ROMAN | Avec Les Douze tribus d’Hattie, Ayana Mathis signe un roman hors du commun. Et c’est un premier roman!
1925: Hattie a 16 ans et quitte la Géorgie en compagnie de sa mère et de ses deux soeurs. Elles fuient l’irréparable, le racisme virulent des Etats du Sud qui a coûté la vie à son père. Toutes trois se réfugient à Philadelphie où il est plus commode d’être noir. C’est la jeune fille qui tire le fil rouge du récit, mais en le dévidant en creux à travers sa progéniture: onze enfants dont neuf survivants à élever. Au terme du roman, à 70 ans, harassée par son travail de mère qu’elle assume seule, elle accueillera encore sa petite-fille comme le douzième membre de la tribu Shepherd.
Une vie empreinte de sacrifices…
Enceinte à 17 ans, Hattie épouse un homme qu’elle méprise et qu’elle n’a plus jamais su aimer depuis que ses bébés jumeaux sont morts dans ses bras par manque d’expérience, par naïveté, par solitude alors que la pénicilline aurait pu les sauver. Hattie l’ignorait. Alors, traumatisée, elle devient le « général » de la famille, elle sanctionne, nourrit, nettoie et soigne. Très tôt, elle a été « accaparée par la nécessité de les nourrir, de les habiller et de les préparer à affronter le monde. Le monde n’aurait pas d’amour à leur offrir. » Elle non plus. Chaque jour la confronte à Floyd, son fils musicien errant, homosexuel sur lequel crache le public du Sud où il persiste à jouer; à Six, un autre fils embrigadé par des évangélistes sans scrupules; ou encore à Cassie, sa fille devenue folle qu’elle devra faire interner.

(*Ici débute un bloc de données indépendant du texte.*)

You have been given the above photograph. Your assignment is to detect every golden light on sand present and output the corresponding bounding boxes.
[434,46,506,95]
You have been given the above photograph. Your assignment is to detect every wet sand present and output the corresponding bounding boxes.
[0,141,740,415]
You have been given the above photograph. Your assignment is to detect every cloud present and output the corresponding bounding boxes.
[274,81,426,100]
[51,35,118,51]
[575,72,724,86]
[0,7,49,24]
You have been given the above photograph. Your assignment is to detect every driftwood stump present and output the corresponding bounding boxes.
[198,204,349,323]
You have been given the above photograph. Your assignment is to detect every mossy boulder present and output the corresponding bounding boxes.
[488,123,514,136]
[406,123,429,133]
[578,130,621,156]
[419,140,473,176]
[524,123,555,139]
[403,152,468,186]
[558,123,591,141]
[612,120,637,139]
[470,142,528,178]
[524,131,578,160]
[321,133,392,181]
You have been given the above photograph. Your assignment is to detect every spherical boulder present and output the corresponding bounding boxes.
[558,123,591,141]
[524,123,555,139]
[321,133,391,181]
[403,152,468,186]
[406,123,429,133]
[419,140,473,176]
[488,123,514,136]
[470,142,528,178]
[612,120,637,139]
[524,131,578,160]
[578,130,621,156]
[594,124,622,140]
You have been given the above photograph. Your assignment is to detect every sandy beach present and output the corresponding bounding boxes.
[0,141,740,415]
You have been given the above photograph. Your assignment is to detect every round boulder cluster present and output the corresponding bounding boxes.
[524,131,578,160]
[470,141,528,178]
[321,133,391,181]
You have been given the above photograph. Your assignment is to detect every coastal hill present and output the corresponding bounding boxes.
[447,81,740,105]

Chaque jour, c’est un lot de souffrances qu’elle affronte, fière et dure, car elle n’oubliera jamais ses origines que des Blancs ont voulu effacer.
Elle est infaillible devant la tentative de suicide de sa fille Bell, désemparée et résignée quand elle devra « donner » l’un de ses bébés à sa soeur, faute de pouvoir le nourrir. Forte, indépendante et sauvage, elle refuse l’aide de la religion très présente voire envahissante dans sa communauté et quand son mari, malade, se convertit, elle reste inflexible: Dieu lui a déjà pris trop d’enfants. Aussi lui pardonne-t-on aisément le petit écart qu’elle s’est permis à un moment douloureux de son existence car elle en assumera entièrement les conséquences. Elle aurait peut-être pu vivre heureuse auprès de celui qu’elle a désiré quelques fois mais elle a choisi de rejoindre la tribu et de redevenir la mère nourricière. « Rien n’est réglé mais elle est de retour. »
Les douze chapitres du roman couvrent un demi-siècle de l’Histoire de la ségrégation raciale aux Etats-Unis. Et sur ce fond douloureux resplendit ce personnage bouleversant, incapable de tendresse. Une écriture vraie, dure, lucide: 311 pages de bonheur absolu.
- Les Douze tribus d’Hattie, d’Ayana Mathis, traduit de l’américain, éditions Gallmeister, 311 pages.